Monday, Sep. 11, 1944
Drive to the South
The greatest campaign of the year in Asia opened last week amid the yellow stubble of South China's rice paddies, just harvested of their bumper crop. At Hengyang the Japanese had won the battle of Hunan. There they had paused for regrouping, to consolidate their supply lines and to rest their troops. Twice in a month they had feinted, first due south toward Canton, next southwest toward Kweilin, site of a major Fourteenth Air Force base. Both times they had halted, not yet certain they had the preponderant strength needed to finish the job.
Now the hesitation was over. The enemy had completed the road south from Changsha to Hengyang; he had made progress in restoring the railway to service, and he had cleared the Siang River of mines.

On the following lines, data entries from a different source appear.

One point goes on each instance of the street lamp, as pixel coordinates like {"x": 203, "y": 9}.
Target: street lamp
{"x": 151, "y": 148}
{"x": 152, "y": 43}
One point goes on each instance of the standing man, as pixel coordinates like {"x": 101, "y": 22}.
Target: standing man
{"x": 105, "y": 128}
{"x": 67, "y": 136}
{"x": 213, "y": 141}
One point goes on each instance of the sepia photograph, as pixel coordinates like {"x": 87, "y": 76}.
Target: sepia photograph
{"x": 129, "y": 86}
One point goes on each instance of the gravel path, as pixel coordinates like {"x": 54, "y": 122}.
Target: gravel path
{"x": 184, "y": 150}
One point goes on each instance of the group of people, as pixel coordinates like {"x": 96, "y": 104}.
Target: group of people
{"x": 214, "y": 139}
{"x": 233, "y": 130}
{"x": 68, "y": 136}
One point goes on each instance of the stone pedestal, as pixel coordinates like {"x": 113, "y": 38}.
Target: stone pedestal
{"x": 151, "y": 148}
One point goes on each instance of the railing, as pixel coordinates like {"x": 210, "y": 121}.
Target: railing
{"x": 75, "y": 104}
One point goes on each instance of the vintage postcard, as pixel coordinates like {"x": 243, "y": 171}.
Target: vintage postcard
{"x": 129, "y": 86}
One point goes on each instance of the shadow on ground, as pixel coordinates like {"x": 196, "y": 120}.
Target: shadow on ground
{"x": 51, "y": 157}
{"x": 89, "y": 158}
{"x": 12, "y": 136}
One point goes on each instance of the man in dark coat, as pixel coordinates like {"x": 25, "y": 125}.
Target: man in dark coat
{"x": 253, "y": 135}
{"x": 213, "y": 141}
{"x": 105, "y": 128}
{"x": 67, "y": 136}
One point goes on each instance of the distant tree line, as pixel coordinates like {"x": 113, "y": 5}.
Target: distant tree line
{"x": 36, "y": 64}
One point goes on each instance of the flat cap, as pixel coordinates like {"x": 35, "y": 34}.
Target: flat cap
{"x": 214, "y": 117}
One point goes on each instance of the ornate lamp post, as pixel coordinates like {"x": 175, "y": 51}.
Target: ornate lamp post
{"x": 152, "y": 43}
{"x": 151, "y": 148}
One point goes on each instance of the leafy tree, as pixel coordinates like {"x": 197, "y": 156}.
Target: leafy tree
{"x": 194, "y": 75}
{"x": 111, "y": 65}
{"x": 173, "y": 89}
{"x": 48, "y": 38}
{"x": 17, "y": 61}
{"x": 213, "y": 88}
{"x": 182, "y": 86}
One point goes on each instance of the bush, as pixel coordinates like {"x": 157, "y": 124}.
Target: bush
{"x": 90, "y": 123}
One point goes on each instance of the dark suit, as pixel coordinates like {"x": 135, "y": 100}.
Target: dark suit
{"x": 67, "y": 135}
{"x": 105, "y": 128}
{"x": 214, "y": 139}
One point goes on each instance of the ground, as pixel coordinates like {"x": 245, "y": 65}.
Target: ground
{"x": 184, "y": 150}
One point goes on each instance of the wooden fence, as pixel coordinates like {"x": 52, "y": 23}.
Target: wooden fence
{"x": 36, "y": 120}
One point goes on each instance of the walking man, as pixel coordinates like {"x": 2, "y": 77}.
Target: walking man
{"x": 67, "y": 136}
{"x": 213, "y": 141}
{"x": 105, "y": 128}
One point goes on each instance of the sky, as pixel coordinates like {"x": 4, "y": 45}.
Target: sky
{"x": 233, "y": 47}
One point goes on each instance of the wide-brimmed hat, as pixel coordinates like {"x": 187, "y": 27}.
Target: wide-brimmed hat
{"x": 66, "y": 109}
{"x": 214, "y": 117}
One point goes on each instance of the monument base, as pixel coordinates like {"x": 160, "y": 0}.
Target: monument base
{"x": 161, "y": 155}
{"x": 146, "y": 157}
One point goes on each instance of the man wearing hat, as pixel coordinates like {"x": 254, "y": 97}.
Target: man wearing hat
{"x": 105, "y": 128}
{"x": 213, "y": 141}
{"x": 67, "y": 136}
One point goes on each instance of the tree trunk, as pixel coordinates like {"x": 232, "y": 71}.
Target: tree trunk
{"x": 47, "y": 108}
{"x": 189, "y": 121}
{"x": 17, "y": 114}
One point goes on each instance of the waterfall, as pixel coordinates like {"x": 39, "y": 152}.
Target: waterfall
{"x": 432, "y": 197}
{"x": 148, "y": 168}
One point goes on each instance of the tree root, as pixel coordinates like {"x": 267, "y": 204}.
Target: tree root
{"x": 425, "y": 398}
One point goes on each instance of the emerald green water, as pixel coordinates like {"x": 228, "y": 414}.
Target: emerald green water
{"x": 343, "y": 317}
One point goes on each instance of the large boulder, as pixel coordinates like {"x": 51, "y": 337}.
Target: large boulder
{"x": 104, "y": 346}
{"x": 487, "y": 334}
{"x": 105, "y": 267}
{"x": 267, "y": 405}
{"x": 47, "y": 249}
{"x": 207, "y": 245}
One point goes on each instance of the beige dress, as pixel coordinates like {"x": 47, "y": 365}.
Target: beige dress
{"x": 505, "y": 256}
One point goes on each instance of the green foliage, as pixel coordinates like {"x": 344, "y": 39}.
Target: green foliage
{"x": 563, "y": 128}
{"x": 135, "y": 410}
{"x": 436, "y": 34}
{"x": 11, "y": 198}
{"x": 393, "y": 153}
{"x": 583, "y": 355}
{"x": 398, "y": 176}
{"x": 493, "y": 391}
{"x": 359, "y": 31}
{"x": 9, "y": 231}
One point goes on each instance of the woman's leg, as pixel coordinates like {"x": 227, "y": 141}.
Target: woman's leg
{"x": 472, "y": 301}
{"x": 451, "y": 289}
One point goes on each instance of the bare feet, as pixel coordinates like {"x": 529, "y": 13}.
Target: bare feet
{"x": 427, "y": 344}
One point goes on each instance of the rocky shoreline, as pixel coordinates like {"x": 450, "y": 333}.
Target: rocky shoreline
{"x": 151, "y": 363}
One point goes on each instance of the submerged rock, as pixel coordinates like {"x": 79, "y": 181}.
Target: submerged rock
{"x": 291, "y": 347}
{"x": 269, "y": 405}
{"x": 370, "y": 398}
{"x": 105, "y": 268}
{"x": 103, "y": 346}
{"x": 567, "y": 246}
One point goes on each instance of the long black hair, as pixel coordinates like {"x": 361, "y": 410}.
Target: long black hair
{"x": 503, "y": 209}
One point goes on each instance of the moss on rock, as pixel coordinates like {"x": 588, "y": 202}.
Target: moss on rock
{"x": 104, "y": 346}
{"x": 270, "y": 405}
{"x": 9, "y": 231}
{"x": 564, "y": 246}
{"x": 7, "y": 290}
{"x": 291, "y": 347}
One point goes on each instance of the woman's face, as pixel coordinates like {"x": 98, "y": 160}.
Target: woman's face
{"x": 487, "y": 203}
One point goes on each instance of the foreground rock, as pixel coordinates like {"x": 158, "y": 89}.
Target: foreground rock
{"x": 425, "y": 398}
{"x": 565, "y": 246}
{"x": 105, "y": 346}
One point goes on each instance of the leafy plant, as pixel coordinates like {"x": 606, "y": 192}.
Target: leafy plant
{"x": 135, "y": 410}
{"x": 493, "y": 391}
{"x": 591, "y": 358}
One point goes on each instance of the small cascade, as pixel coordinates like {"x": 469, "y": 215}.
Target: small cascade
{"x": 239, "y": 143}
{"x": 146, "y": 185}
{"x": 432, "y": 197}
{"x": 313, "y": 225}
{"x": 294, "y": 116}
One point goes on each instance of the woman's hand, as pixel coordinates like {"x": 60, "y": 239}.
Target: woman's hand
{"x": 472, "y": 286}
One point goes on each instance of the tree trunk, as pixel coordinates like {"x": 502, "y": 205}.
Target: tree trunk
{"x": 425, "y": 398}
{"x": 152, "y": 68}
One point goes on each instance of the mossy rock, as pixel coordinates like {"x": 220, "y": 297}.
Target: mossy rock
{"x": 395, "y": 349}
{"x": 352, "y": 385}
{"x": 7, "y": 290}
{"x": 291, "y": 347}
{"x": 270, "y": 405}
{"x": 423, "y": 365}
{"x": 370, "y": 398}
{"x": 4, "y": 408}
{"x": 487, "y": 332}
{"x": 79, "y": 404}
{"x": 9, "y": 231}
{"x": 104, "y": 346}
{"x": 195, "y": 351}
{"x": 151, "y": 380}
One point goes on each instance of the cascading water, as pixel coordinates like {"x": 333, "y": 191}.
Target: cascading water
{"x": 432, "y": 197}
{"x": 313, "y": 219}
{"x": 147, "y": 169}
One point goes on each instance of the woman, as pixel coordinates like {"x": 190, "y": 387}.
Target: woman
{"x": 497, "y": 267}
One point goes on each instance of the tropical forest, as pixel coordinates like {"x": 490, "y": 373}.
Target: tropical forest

Major General Chennault's airmen had flown their hearts out, bombing and strafing, but to little avail. The Japanese had at least seven well armed, well clad, well supplied divisions in the field. The Chinese had lost most of their artillery at Changsha. They still had foot soldiers galore.
But as one U.S. Army observer grimly commented: "You can't trample the enemy to death."
Encirclement and . . . Nowhere else in the Asiatic or Pacific theaters had the Japs such a large force active in the field against any of the United Nations. The Japs' strategy was sound and tried: encirclement and annihilation. Due west from Hengyang, one column struck swiftly toward Shaoyang; southeast of Hengyang, another struck from captured Leiyang to engulf Changning.
The enemy's intentions were clear and frightening: the second column swung west to Chiyang--in the rear of the Chinese troops which had been massed to check the drive. With almost no motor transport, the Chinese lacked the mobility of the Japs. It was doubtful that they could prevent a junction between the enemy's Shaoyang and Chiyang columns.
The Japs were bound not only for Kweilin, capital of Kwangsi Province, but also for Chenankwan on the French Indo-China border. If they ever got there, East China, with its bases from which Chennault's hard-driven aviators harass the enemy from Shanghai to Formosa to Hainan, would be lost. From such a catastrophe, the Pacific commands of General MacArthur and Admiral Nimitz would suffer almost as much as the Chinese.